À l'approche de la Coupe du Monde 2026, qui se déroulera aux États-Unis, au Canada et au Mexique, une question revient : les pays hôtes bénéficient-ils d'un avantage significatif ? Une étude récente de l'Observatoire du football CIES (Centre international d'étude du sport) apporte des éléments de réponse.
Un avantage statistique confirmé
Selon les données analysées par le CIES, les pays organisateurs ont remporté 60 % de leurs matchs lors des Coupes du Monde qu'ils ont accueillies, contre une moyenne de 37 % lors des éditions à l'extérieur. Ce chiffre, basé sur les performances de 1930 à 2018, montre un net avantage. Par exemple, l'Uruguay en 1930, l'Italie en 1934, l'Angleterre en 1966, l'Allemagne en 1974, la France en 1998 et l'Afrique du Sud en 2010 ont tous atteint au moins les demi-finales.

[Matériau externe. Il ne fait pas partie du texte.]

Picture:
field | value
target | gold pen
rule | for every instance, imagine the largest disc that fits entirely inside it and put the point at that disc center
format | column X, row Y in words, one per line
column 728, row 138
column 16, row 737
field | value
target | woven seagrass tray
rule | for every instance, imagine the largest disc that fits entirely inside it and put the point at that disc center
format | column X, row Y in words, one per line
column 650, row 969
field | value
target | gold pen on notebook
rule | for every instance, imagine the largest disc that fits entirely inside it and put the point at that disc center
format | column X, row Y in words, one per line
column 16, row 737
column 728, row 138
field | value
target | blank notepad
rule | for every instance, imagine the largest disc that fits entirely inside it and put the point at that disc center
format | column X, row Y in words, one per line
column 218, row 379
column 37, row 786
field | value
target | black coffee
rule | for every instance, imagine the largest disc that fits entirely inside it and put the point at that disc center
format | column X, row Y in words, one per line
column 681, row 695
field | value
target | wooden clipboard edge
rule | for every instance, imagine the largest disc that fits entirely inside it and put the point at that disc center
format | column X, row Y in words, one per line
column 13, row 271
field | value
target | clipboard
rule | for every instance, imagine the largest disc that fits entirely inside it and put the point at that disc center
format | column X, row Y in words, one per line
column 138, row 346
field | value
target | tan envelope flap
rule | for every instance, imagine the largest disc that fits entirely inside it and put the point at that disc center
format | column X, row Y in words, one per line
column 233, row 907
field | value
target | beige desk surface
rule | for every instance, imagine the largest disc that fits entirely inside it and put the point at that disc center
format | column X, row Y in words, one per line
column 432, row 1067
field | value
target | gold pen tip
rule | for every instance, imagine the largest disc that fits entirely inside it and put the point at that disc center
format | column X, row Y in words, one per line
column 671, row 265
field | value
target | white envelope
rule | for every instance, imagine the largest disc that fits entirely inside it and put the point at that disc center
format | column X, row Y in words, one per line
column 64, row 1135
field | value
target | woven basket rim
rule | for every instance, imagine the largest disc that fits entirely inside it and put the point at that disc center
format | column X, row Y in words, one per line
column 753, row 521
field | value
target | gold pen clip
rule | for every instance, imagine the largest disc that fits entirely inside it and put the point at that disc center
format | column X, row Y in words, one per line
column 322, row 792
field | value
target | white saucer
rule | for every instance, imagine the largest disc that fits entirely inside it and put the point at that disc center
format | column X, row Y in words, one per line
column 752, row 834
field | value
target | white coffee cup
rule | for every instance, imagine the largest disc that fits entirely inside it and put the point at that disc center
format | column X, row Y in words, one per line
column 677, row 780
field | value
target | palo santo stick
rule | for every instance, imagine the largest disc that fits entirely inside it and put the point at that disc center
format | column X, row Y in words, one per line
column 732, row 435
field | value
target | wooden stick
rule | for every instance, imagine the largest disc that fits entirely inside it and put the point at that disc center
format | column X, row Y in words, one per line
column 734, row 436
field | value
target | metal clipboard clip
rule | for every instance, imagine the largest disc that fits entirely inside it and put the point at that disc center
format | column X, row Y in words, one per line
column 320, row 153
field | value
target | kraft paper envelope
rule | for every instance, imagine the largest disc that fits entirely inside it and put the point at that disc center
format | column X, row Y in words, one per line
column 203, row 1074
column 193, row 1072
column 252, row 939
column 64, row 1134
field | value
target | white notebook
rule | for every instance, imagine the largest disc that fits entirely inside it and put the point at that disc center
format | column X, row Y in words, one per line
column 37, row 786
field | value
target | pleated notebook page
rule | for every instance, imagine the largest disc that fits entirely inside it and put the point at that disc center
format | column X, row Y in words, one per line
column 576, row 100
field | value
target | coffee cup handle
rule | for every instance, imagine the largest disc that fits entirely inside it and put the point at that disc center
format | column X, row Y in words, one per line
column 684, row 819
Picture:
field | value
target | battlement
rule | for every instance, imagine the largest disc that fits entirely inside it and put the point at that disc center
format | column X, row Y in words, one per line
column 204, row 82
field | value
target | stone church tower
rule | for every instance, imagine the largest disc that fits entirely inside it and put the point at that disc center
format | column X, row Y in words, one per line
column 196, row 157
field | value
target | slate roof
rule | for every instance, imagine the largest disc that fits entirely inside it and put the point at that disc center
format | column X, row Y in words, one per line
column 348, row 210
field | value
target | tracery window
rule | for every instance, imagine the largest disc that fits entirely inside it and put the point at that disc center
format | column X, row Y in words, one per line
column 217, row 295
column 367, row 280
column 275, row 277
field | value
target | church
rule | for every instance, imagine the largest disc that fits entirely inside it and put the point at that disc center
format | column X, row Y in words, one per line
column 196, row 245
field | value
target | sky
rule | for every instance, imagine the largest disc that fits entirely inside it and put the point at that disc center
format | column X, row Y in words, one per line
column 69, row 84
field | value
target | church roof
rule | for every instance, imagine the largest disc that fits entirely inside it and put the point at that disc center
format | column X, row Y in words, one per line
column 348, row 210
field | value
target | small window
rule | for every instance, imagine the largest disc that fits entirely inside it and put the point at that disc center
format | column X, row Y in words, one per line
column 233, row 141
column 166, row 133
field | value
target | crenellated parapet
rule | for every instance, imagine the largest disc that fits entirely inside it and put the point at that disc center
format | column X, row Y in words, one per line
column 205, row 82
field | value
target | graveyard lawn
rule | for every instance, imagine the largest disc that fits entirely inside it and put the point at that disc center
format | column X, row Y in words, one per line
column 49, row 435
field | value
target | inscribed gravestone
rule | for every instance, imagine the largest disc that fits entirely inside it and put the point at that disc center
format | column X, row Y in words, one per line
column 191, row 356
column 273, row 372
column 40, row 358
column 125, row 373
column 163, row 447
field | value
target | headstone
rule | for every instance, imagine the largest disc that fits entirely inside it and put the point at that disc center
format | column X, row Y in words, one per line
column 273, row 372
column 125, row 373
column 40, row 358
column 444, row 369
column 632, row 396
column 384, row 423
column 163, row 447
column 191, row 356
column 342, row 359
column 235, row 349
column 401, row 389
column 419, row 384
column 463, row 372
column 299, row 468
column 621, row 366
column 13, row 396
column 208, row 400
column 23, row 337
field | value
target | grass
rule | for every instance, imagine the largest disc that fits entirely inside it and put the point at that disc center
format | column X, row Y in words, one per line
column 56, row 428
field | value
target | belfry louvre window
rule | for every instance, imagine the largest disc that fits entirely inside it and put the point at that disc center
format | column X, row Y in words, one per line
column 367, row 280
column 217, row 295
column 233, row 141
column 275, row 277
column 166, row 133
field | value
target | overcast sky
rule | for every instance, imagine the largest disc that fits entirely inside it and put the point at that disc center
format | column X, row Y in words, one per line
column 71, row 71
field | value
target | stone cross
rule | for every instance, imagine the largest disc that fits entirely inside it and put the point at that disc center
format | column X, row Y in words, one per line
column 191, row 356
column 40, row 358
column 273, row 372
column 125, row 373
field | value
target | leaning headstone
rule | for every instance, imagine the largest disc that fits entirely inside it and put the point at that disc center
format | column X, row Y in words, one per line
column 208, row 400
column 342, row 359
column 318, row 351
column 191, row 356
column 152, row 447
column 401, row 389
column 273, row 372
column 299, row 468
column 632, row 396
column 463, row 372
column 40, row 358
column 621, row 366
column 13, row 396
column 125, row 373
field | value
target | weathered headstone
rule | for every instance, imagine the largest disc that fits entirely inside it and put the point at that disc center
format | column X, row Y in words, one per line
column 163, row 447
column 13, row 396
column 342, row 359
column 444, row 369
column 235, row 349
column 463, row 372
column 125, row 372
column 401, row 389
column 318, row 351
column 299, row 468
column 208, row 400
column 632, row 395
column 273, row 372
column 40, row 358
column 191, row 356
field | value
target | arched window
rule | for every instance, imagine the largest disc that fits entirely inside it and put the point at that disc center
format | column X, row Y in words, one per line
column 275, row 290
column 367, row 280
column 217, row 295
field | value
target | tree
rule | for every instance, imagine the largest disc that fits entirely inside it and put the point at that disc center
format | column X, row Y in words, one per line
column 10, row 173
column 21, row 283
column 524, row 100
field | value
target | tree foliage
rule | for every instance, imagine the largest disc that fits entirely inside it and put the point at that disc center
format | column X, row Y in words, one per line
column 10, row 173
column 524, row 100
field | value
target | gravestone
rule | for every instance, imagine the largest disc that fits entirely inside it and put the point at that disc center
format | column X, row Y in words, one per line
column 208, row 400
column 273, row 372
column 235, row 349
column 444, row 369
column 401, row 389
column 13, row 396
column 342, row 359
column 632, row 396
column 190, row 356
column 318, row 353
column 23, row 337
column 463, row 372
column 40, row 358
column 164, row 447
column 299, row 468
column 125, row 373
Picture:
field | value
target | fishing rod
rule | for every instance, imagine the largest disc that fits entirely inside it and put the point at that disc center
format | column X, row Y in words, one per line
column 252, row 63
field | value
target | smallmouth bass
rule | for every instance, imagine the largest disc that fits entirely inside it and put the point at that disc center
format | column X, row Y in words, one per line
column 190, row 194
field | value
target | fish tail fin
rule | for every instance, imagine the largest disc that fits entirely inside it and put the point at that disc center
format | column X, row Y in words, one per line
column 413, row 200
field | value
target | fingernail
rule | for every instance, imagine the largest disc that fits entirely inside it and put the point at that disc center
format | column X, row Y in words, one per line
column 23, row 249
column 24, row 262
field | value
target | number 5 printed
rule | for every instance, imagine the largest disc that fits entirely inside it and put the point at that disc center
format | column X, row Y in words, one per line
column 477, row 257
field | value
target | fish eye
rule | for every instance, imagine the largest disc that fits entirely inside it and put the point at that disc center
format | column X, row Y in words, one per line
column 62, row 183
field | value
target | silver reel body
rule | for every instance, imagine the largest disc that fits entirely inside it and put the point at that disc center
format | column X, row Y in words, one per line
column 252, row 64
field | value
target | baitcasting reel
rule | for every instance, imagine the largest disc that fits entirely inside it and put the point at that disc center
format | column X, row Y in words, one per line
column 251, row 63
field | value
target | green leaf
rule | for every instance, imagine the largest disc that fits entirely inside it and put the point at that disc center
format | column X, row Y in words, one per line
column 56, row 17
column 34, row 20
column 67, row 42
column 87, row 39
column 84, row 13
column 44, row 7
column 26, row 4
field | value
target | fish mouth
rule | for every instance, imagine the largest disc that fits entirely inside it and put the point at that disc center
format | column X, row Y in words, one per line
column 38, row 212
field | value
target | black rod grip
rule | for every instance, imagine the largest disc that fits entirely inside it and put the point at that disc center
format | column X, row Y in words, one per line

Le facteur domicile : mythe ou réalité ?
L'étude précise que cet avantage est particulièrement marqué pour les nations considérées comme "moyennes" ou "petites" dans la hiérarchie mondiale. Les grandes nations, comme le Brésil ou l'Allemagne, voient leur taux de victoire augmenter de 10 à 15 points de pourcentage lorsqu'elles jouent à domicile. En revanche, pour les équipes moins bien classées, l'effet peut atteindre 30 points. Le CIES souligne que le soutien du public, la familiarité avec le climat et les infrastructures, ainsi que l'absence de déplacement, jouent un rôle clé.
Des exceptions notables
Cependant, tous les pays hôtes n'ont pas brillé. L'Afrique du Sud en 2010 n'a pas dépassé les phases de groupes, tout comme le Qatar en 2022. Le Brésil en 1950 a perdu en finale, tandis que la Suisse en 1954 et la Suède en 1958 ont été éliminées en quarts de finale. Ces contre-exemples montrent que l'avantage n'est pas automatique.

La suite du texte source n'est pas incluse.